If I was going to keep arguing that fantasists should not write about rape, I would use Carlin's example of Porky Pig raping Elmer Fudd. The humor comes from the inappropriateness of rape in a funny-animal universe. It's like zombies eating the cast of Glee or Superman saving the day in Game of Thrones: it's funny because the choice is artistically incongruous with the kind of story that was being told.

But now I'm arguing the other side. I completely agree when he says, "You can joke about anything. It all depends on how you construct the joke." One of my favorite quotes is from Terence, the Roman playwright who had been a slave: Homo sum, humani nihil a me alienum puto. ("I am human; nothing human is alien to me.") Artists should never restrict their subjects.

Rape has been a subject in fantastical stories since The Epic of Gilgamesh.

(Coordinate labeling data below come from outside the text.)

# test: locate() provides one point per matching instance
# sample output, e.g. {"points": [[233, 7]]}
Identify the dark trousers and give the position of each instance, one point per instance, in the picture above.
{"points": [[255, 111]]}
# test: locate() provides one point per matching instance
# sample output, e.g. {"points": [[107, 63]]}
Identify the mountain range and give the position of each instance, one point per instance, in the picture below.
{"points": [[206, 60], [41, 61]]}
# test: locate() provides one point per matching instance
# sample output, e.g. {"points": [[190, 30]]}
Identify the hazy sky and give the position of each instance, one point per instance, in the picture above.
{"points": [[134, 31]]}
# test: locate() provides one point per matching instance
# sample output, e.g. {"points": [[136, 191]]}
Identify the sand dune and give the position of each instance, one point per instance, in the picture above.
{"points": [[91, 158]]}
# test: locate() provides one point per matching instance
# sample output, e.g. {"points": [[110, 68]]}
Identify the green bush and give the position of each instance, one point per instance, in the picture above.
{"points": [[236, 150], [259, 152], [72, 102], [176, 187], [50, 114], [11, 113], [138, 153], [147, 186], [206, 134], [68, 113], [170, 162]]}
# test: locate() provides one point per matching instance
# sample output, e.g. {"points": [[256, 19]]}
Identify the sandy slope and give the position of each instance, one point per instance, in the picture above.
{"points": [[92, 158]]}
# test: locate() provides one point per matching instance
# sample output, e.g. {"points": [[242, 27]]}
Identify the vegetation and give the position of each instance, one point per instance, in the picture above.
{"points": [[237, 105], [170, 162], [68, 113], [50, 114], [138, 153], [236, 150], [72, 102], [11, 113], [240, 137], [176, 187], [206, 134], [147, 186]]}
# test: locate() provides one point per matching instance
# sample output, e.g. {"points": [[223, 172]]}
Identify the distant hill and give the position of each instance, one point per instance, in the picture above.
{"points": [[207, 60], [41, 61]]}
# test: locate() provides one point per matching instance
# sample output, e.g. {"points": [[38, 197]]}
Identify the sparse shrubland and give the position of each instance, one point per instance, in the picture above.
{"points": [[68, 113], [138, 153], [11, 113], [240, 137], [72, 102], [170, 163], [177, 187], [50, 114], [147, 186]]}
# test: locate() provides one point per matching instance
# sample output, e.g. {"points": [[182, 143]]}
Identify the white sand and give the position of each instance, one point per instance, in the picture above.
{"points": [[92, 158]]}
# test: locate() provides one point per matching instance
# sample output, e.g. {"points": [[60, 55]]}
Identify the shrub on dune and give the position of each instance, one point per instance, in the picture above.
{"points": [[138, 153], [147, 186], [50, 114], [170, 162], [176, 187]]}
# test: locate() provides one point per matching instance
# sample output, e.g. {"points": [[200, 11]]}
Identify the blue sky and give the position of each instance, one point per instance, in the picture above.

It's a brutal thing that men and women do to other men and women, so it has to be one of the things that humans write about. The challenge is to avoid the snares that catch too many writers:

1. The degree of trauma suffered by people who have been raped varies enormously, but no one shrugs it off.

2. Rape is a human problem. If a story implies that all rapists are male and their targets are female, its characters are not human. What's sexist about the Red Sonja trope is not that the female hero is raped; it's that none of her male equivalents suffer the same injustice.

I've written fantasy stories about rape and sexual abuse. I wanted to create some sympathy for a villain in my first novel, Cats Have No Lord, so, knowing that about ten percent of abused children go on to become abusers, I made her one of the broken who tries to break others. I wrote "Dream Catcher" for Terri Windling's The Armless Maiden: And Other Tales for Childhood's Survivors. I can't remember just now whether it's explicit that any of the characters in my Bordertown novels have been raped, but Bordertown is a setting where all the elements of dark fantasy may occur. That includes rape.